We studied the tunneling aspects of PPTP in Chapter 4, where we viewed it as a type of remote access server that doesn't require expensive capital expenditures on modem banks and telco lines. As we mentioned, users view PPTP primarily as a VPN technology—they perceive its main benefit as secure communications. In this section, we take a brief look at PPTP's VPN properties.
If we reexamine the PPTP message types, we see that none of them deals with encryption or authentication. That's because PPTP really is a tunneling protocol, not a VPN protocol. PPTP relies on the underlying PPP protocol for its encryption and authentication services: In practice, that means Microsoft's Microsoft Point-to-Point Encryption (MPPE) [Pall and Zorn 2001] and Microsoft Challenge Handshake Authentication Protocol (MS-CHAP) [Zorn and Cobb 1998].
At first glance, these seem like reasonable cryptographic protocols. MPPE uses RC4, which we saw and remarked on in Chapter 3. MS-CHAP is Microsoft's version of PPP CHAP, a typical challenge/response protocol. Unfortunately, Microsoft's implementation of these protocols has several problems.
The MS-CHAPv1 protocol has several weaknesses that make recovery of the user's password comparatively easy using a dictionary attack. MS-CHAPv2 fixes the worst of these weaknesses but is still susceptible to an attack where a dictionary of N trial passwords can be checked at a cost of about N/216 attempts and some precomputation.
The version of MPPE used with MS-CHAPv1 has a fatal flaw: It uses the same RC4 key for both the PAC and PNS, resulting in reuse of the key stream. As we saw in Chapter 3, this leads directly to the recovery of both plaintext streams. With MSCHAPv2, Microsoft changed MPPE to avoid the key stream reuse, but serious problems remain. The main problem is that the RC4 session keys are derived in a deterministic way from the user's password and information passed in the clear. Thus, the keys have the same entropy as the password instead of the 128 bits that a randomly generated session key would have. Because user passwords are generally low entropy and, with MSCHAP, susceptible to a particularly effective dictionary attack, PPTP cannot be considered to have robust encryption.
Finally, there is no per packet authentication.

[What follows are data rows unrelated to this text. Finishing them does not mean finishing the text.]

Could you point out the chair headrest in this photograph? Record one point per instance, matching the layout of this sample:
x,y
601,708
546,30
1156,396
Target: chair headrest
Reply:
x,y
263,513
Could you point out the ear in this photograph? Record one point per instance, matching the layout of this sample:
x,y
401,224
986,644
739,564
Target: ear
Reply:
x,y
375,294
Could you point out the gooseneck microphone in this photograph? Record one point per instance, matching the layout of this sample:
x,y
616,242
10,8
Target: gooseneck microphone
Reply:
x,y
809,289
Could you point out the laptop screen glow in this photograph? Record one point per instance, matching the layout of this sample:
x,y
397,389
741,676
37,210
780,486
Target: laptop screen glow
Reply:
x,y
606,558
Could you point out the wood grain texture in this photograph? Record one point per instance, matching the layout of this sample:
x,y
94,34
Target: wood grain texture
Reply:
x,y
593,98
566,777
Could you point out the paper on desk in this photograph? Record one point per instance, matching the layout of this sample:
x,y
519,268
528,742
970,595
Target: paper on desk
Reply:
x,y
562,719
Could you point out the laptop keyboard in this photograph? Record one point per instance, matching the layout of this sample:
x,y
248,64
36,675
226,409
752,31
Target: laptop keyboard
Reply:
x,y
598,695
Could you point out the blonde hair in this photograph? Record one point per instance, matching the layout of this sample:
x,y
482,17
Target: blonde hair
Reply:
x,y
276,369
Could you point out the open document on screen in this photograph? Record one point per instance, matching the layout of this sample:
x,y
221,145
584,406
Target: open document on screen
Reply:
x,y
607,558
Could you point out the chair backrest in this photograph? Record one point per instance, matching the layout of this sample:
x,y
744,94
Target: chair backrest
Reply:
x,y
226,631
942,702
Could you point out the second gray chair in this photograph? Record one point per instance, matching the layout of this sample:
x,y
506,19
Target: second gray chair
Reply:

This means that various bit-flipping attacks are possible on the encrypted data.
We can "flip," or change, any bit without detection when using RC4 and similar stream ciphers. If we know that a certain bit in a message is important for some reason, we can easily change it. Suppose, for example, that we know that the most significant bit of byte X in a message enables certain features that make it more difficult for an attacker to compromise the security of the system. If we know that the bit is turned on, we can turn it off by merely exclusive-ORing 0x80 with byte X of the ciphertext. Note that we don't have to know the encryption key or even the plaintext value of byte X to do this: only that we want to change the most significant bit. It's easy to see how we can generalize this to alter larger units of data if we know their plaintext values and positions in the data stream.
The PPP control protocols, such as LCP, are particularly vulnerable, and it may be possible to convince the client and server to use the older MS-CHAPv1 protocol, resulting in fairly easy user password recovery and compromise of the RC4 cipher stream.
The fact that MS-CHAPv2 considerably strengthened the Microsoft version of PPTP notwithstanding, almost all experts recommend against using PPTP. The specifics of the MS-CHAP and MPPE weaknesses are detailed in [Schneier and Mudge 1998] and [Schneier, Mudge, and Wagner 1999].
The weaknesses we have been discussing are specific to the Microsoft implementation, of course, but this implementation is the preponderant one. Virtually all other PPTP implementations are written to interoperate with Microsoft's, so they are likely to share the same weaknesses.